Our high tech coatings are wonderful, but they are susceptible to failure when attacked by good, old-fashioned stuff like paint and other toxic chemicals. — Dr. Dubow
Q: I have 20/40 vision in one eye, and 20/50 in the other. My doctor insists that I get glasses, but I feel no need for it. I never feel any strain (or get headaches) when reading or working on the computer.
It is my understanding that most people who get glasses get used to them and are unable to do without them — something I would like to avoid. Besides, isn't 20/40 considered a good eye surgery result? — L., New Jersey
A: "Good" vision is subject to personal interpretation. With your type of vision and no symptoms, you will not harm your eyes by not wearing glasses. But, you are missing out on a lot by being blurry! And your driving, especially at night, is extremely risky for you and those of us on the highway with you!
It is a common misperception that wearing eyeglasses makes your eyes worse, to a point where you cannot go without the glasses. There is no permanent vision change caused by wearing glasses. Your brain does lose its "blur adaptation" temporarily, which is how you compensate for seeing badly, but it comes back if you go without glasses for a while.

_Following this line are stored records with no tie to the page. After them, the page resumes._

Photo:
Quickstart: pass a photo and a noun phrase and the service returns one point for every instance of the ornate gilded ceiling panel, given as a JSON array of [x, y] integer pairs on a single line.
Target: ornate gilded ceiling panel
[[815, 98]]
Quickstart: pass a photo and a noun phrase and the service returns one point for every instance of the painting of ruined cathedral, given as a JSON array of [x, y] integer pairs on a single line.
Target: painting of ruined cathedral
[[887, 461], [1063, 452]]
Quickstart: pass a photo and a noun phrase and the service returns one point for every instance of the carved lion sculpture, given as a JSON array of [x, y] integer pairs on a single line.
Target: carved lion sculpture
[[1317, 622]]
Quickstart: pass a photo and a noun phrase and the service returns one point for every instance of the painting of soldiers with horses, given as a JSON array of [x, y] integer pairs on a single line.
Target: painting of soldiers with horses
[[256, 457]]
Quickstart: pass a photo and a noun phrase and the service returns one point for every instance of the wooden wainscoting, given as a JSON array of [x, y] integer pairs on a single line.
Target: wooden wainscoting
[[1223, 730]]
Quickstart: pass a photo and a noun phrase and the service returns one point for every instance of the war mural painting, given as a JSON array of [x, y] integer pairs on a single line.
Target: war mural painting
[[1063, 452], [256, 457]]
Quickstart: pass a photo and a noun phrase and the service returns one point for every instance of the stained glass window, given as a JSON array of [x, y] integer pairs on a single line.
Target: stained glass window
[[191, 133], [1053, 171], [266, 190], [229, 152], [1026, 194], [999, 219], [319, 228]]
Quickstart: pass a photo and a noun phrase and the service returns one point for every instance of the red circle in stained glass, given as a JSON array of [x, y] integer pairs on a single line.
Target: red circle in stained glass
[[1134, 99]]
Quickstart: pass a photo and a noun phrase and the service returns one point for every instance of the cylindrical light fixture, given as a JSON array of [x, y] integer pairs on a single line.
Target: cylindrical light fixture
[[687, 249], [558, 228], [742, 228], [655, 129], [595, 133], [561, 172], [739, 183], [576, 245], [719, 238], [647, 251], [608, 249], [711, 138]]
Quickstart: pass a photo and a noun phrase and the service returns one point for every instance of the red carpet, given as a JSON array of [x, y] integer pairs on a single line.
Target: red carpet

So, it is your choice to be blurry. But remember, you don't have to wear your glasses all the time — how about just for driving, movies, etc.? — Dr. Dubow
Q: What type of eyeglass lenses would you recommend to correct -8.5 defect in the most aesthetically pleasing way, and would I have to sell my house to buy them? — J.L., Manchester, EnglandWatch this video on what causes blurry vision and how we can correct it.
A: It depends on the value of your house!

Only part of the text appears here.